Kayama Matazo Frozen Forest 1960
“Frozen Forest” (1960)
by Kayama Matazo

                   

“Ah, world, what lessons you prepare for us,
even in the leafless winter,
even in the ashy city.
I am thinking now
of grief, and of getting past it” ~ Mary Oliver, from “Starlings in Winter”

The murmuring of starlings is foremost in my mind. Their beautiful blackness, the harmony of their dips and sways. To have that ability, to move like that. Untethered. Wheeling to and fro. Sky and air, and nothing in between. Someday, I will see this. Someday.

Julio Barello Swoop Installation 1007 mri film and steel
“Swoop” Installation (1007 mri film and steel)
by Julio Barello

And as it’s going

And as it’s going often at love’s breaking,
The ghost of first days came again to us,
The silver willow through window then stretched in,
The silver beauty of her gentle branches.
The bird began to sing the song of light and pleasure
To us, who fears to lift looks from the earth,
Who are so lofty, bitter and intense,
About days when we were saved together.

~ Anna Akhmatova

                   

Gertrude Hermes, Starlings 1965, woodcut on wove
“Starlings” (1965, woodcut on wove)
by Gertrude Hermes

Against Starlings

1
Their song is almost painful the way it
penetrates the air—above the haze and
level of the fields a thin line drawn. A
wire. Where the birdcall goes to ground.

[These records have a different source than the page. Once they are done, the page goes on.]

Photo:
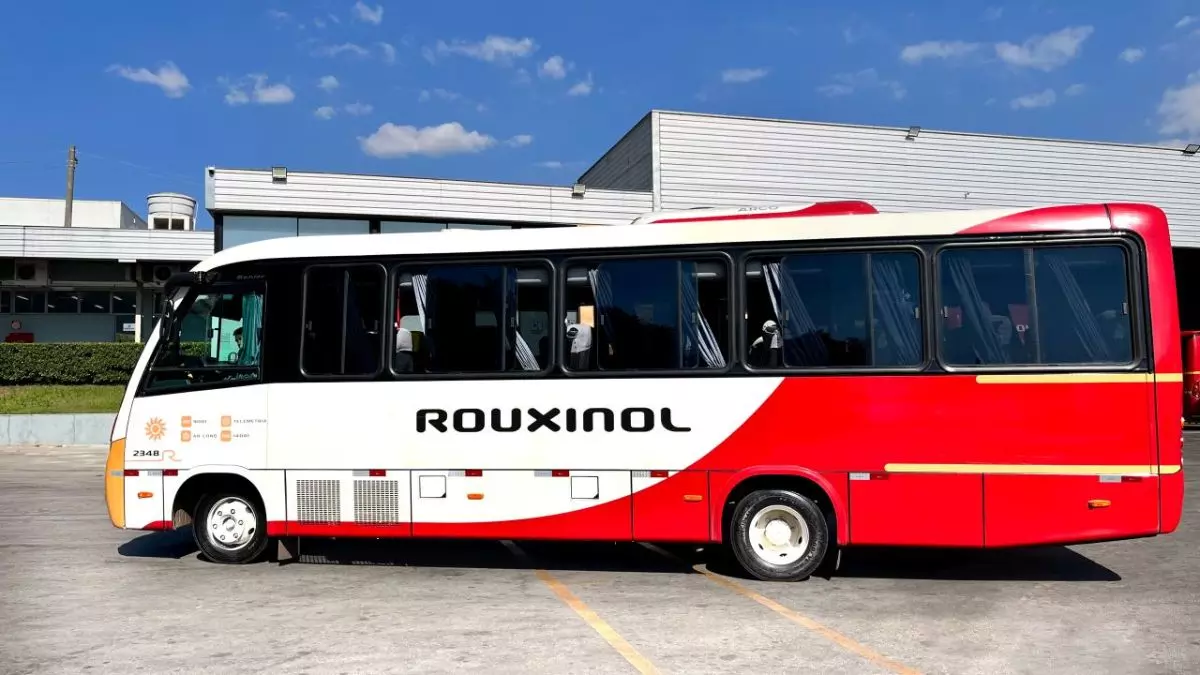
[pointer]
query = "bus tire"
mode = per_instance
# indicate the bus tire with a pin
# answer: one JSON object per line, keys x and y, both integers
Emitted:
{"x": 779, "y": 535}
{"x": 231, "y": 527}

But I’d
stand anyway under the oaks lining
the road and whistle, tireless with chances,
tossing, by the handful, the crushed stone.
All of them answered, none of them came down.
By evening there’d be hundreds filling the
trees past hearing, black along the branches.
They’d go off with the guns like buckshot, black,
filling the sky, falling. I held my ears.
The holes in the air closed quickly, then healed.
Birds were bloodless, like smoke, wind in a fleld—

2
But not to be confused with the cowbird,
its brown head, its conical sparrow’s bill,
nor with the red-wing, which is obvious,
even showy, blood or birthmark, nor with
the boat-tailed grackle—though at dusk, when they
gathered from the north, they were all blackbirds.
They were what the night brought, and the blown leaves,
and the cloud come down in the rain. The ease
of it, the way summer could be ending.
When I found one one morning it was the
color of oil in a pool of water,
bronze, blue-green, still shining. The parts that were
missing were throwaway, breast and belly
and the small ink and eye-ring of the eye—

3
Not to be compared with the last native
wild pigeon, trap shot high in Pike County,
Ohio, the fourth day of spring, nineteen
hundred—thirty years after the harvest
of millions fllled the buffalo trains east.
They were, by report, “the most numerous
bird ever to exist on earth,” what the
Narragansett called Wuskowhan, the blue
dove, the wanderer, whose flight is silent.
Not to be compared with the smaller, wild
mourning dove, which haunted the afternoon,
which you heard all day till dark. They
were the sound in my sleep those long naps home,
the last train calling down the line in time—

4
Sometimes, at the far end of a pasture,
the burdock and buckwheat thick as the grass
along the hedgework, you could still find nests,
some fallen, some you had to climb to. They
were a kind of evidence, a kind of
science, sticks, straw, and brilliant bits of glass.
My mother had a hat like that, feathered
flawed—she’d bought it used. It was intricate
and jewelled, the feathers scuffed like a jay’s,
and so stiff you could’ve carried water.
The millinery species is over.
Those nests had nothing in them. Still, sometimes
I’d wait until the autumn light was gone,
the sky half eggshell, half a starling’s wing—

5
Not to be compared with the fluted voice,
the five phrases in different pitches
of the thrush, the one Whitman heard, and Keats.
Stumus vulgaris vulgaris—not to
be confused with the soft talk and music.
the voice that calls the spirit from the wood.
Those that stayed the winter sat the chimney
to keep warm, and cried down the snow to fly
against the cold. They were impossible.
They’d be dead before spring, or disappear
into the white air.—Not to be confused
with the black leaves whirling up the windward
side of the house, caught in the chimney smoke,
the higher the more invisible—

6
Black.
I saw them cover the sky over a
building once, and storm an alley. They were
a gathering, whole. Yet on the window
sill, individual, stealing the grain
I put there, they’d almost look at me through
the glass. Something magical, practical.
They’d even graze the ground for what had dropped.
I wished for one to come into the house,
and left the window open just enough.
None ever did. That was another year.
What is to be feared is emptiness and
nothing to fill it. I threw a stone or
I didn’t throw a stone is one language—
the vowel is a small leaf on the tongue.

~ Stanley Plumly

                     

Music by Agnes Obel, “Falling, Catching”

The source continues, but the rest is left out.